Ian Cranstone writes:
I'll second Ted on this one -- super-accurate colours are probably only
important if you're modelling a brand-new (or freshly repainted) car. After
a year or two, they've probably started to fade or weather to the point that
spending too much time matching the base colour exactly is a bit of a waste
of time.
I've tried to stay out of this discussion, as it comes up periodically and
I've said my piece on it before. However, I will add the following (and
then disappear back into the woodwork, up next to the sills, or down next
to the eaves, or whatever).
After a year or two? Try after a month or two, at least if we're talking
about the steam era. Paint wasn't as durable then as it has become in more
recent years, so the effects of fading and weathering turned up very
quickly, and dirt and grime accumulated on rolling stock (and everything
else) faster than those who weren't there at the time can possibly imagine.
Steam RRs, not to mention pre-EPA industrial America, emitted an incredible
amount of grunge which settled on rail cars (not to mention towns, people,
etc. - e.g., Donora, PA, 1947).
As for how carefully color was controlled, I will recount again an anecdote
I've written here before about the Santa Fe, whose company standards and
enforcement thereof were about as rigorous as those of any other RR
company. In the late 1960s I happened to find two freshly painted Santa Fe
covered hoppers coupled together on a siding. Both were painted "mineral
brown," one a new car just delivered by Pullman-Standard and the other an
older car just repainted at the Santa Fe's San Bernardino shops. The color
of the two cars was noticeably different - and note that both had been
painted with pre-mixed synthetic enamel, not paint that had been formulated
in the back rooms of the car shops. Now, tell me again how you can use the
Pantone system to determine the "true color" of Santa Fe Mineral Brown?

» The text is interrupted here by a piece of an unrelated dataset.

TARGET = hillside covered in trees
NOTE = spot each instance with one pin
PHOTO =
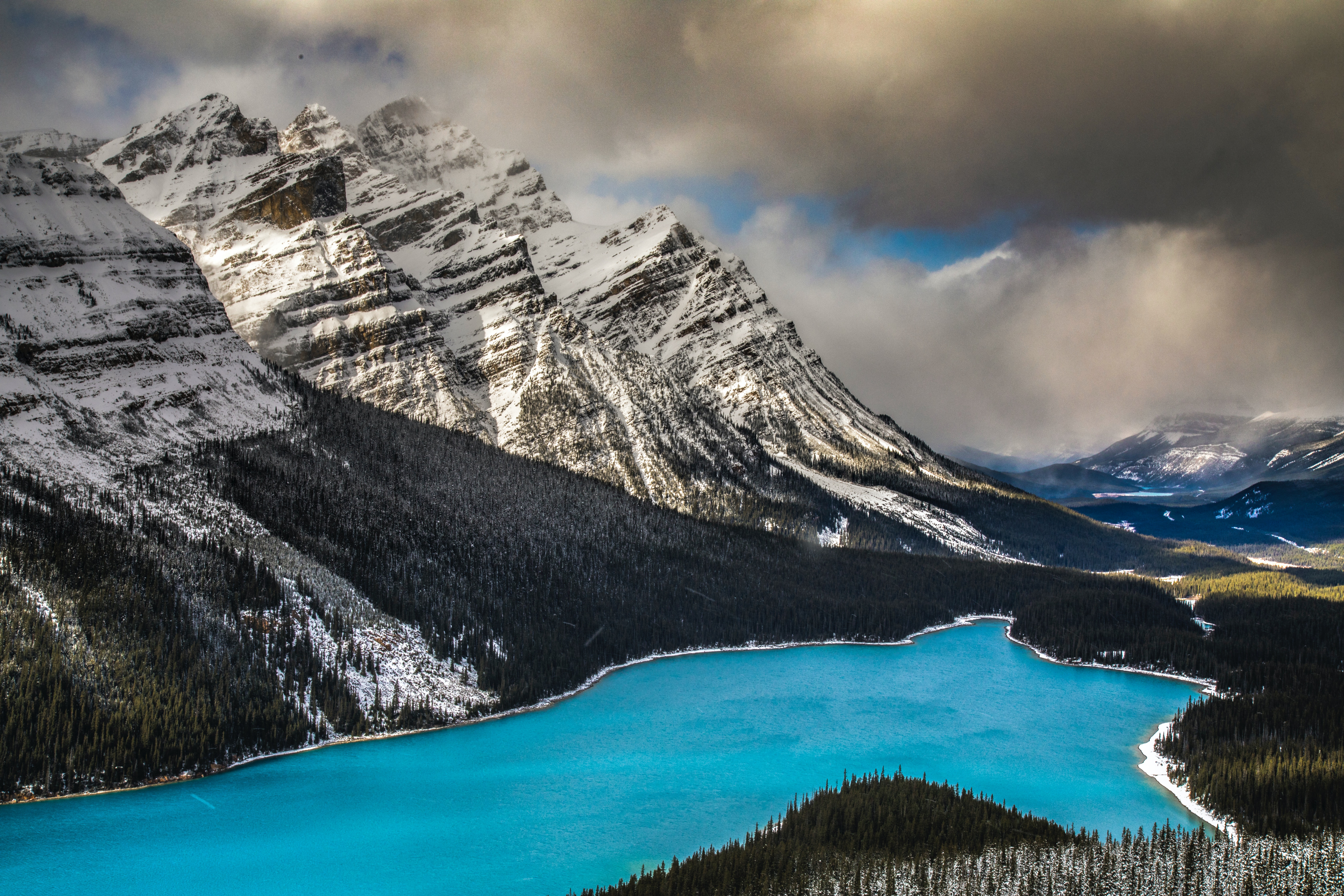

Many years ago some advanced modelers in England studied the many variables
(human visual perception, lighting, size of object, distance from object,
etc., etc.) and conducted some rather sophisticated and carefully
controlled experiments. Their conclusions make interesting reading, but
can be summarized in one sentence: attempts to match in miniature the
exact color of the prototype are a waste of time, and even if successful
result in a highly unrealistic appearance. Jeff Aley is doubtless correct
that color can be objectively and precisely measured, but the process of
painting, aging, and weathering modelsl to look like the real thing
(especially in the artificial light they're almost always viewed under) is
an art form and "realism" in scale modeling is at least partly in the eye
(or more precisely in the brain) of the beholder. This may not be welcome
news to the engineering types who want to quantify everything, but (as Ted,
Ian, and others have pointed out) there's no getting around it.